Глава 13

Виктория выбежала из зала. Слезы застилали ей глаза, сердце разрывалось от обиды. Зная, что Сомертон в первую очередь станет искать ее в спальне, она решила не подниматься наверх. Очевидно, библиотека послужит более надежным убежищем. Она тихо проскользнула в темное помещение, закрыла за собой дверь и направилась к камину, в котором еще теплился слабый угасающий огонек.

— Добрый вечер, миссис Смит.

Виктория вздрогнула и обернулась в ту сторону, где расположился лорд Энкрофт с бокалом бренди в руке.

— Добрый вечер, милорд. Я не знала, что здесь кто-то есть.

— Вы плачете?

— Нет, — ответила она, поспешно смахнув слезу, катившуюся по щеке.

— Пусть будет так, — согласился он и легким кивком указал на соседнее кресло. — Почему вы одна, без Сомертона?

Виктория посмотрела на Энкрофта. Как странно устроена жизнь. Вот сидит мужчина. Бесспорно, красивый. Мало того — дружелюбный, внимательный и сердечный. Кажется, ему, в самом деле, нравится общаться с ней. А она? Почему ей представляется совершенно неотразимым именно Сомертон, а не этот, во всех отношениях более достойный, человек?

— Он был резок со мной, поэтому я предпочла уйти и побыть в одиночестве.

Энкрофт понимающе кивнул:

— Сомертон — сложный человек. — Он прищурился, глядя на огонь. — Хотел бы я знать, почему он стал таким ожесточенным.

— Стал?

— Зря я заговорил об этом. — Он поднял бокал и неторопливо отпил немного бренди. — Прошу простить.

Не желаете ли бренди или хереса?

— Нет, спасибо — поблагодарила Виктория, рассеянно перебирая пальцами складки на юбке. — Но мне было бы интересно узнать побольше о лорде Сомертоне.
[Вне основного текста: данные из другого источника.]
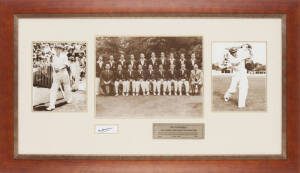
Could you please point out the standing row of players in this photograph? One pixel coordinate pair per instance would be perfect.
(156, 76)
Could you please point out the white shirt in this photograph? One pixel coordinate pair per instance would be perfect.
(60, 61)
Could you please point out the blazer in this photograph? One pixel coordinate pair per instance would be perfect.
(119, 75)
(144, 66)
(183, 75)
(107, 75)
(154, 64)
(160, 75)
(150, 76)
(130, 76)
(139, 75)
(99, 68)
(172, 75)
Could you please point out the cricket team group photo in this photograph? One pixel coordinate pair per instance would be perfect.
(148, 77)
Вы дали понять, что он изменился. Я не ошиблась?

Некоторое время Энкрофт молча смотрел на нее, словно взвешивал про себя, что именно ей ответить.

— Да, раньше он был совсем другим. Быть может, он изменился просто потому, что повзрослел.

— Обычно, становясь взрослыми, люди не меняются столь разительным образом.

— С ним что-то произошло. — Он снова посмотрел на огонь. — Десять лет назад… Не знаю, когда именно, но где-то вскоре после его дня рождения. То, что случилось, превратило его из юноши, неравнодушного к людям, в жесткого, ко всему безразличного мужчину.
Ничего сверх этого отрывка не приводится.